Authors: Shaeer, O.
Key Words: Corporal scarring, Corporal fibrosis, Penile prosthesis infection, penile implant infection, cavernotome, scarred corporal bodies
Corporal scarring is one of the most difficult challenges upon penile prosthesis implantation 1. Complications and/or failure are common. Profound experience is required in order to establish a track through the fibrous tissue. Establishing the track is performed by thrusting a blunt dilator or scissors against resistance. A very useful tool in this domain is Wilson’s Backward-Cutting Scissors 1. Once a track is established, several instruments have been designed to dilate it: cavernotomes 2,3.
Shaeer’s Cavernotome (patent application number PCT/EG2021/050003), ( https://www.cavernotome.com ) is a forward-cutting cavernotome that cores out fibrous tissue by slowly advancing rotatory motion, rather than thrust forwards against fibrous tissue.

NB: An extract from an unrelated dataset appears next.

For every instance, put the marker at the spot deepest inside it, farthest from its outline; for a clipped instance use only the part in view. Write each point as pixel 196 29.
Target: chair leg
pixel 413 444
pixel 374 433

Cavernotomy and penile prosthesis implantation was performed in a case of severe corporal scarring, two years following explantation of an infected penile implant.
Implantation was performed through a peno-scrotal incision with an indwelling urethral catheter. Following corporotomy, a 2cm-long core of fibrous tissue was excised with scalpel. Shaeer’s Cavernotome was introduced and coring the fibrous tissue was performed with slowly-advancing rotatory motion. The penis was stretched throughout the procedure and the non-dominant thumb and index fingers piched the fibrous tissue ahead of the tip of the cavernotome to identify the part to be cored. Following coring, penile prosthesis implantation proceeded as usual.
Coring the fibrous tissue bilaterally took approximately 10 minutes. Neither crossing over nor distal, proximal or urethral perforation were encountered. A girth 13 malleable prosthesis was implanted. No complications were noted through the 8 months follow-up period.
Establishing the track through scarred corporal bodies is the most difficult step in such procedures. Thus far, the technique to establish the track involves thrusting blunt or sharp instruments against resistance. This is where failure or complications are encountered. This paradigm can change with the proposed cavernotome. Coring is performed in controlled, slowly-advancing rotatory motion, in contrast to forward thrusting that can get out of control. Hence a possibly higher safety profile. The hollow core of Shaeer’s cavernotome embraces the demolished fibrous tissue within, thereby decreasing resistance, and establishing a dilated track. Widening the track further can be aided with the backward cutting scissors or the currently existing cavernotomes.
Acknowledgement: None
Disclosures: None
References:
1. Wilson SK, Simhan J, Gross MS. Cylinder insertion into scarred corporal bodies: prosthetic urology's most difficult challenge: some suggestions for making the surgery easier. Int J Impot Res. 2020;32: 483-94.
2. Mooreville M, Adrian S, Delk JR, 2nd, Wilson SK. Implantation of inflatable penile prosthesis in patients with severe corporeal fibrosis: introduction of a new penile cavernotome. J Urol. 1999;162: 2054-7.
3. Rossello Barbara M, Carrion H. [Cavernotomy]. Arch Esp Urol. 1991;44: 185-6.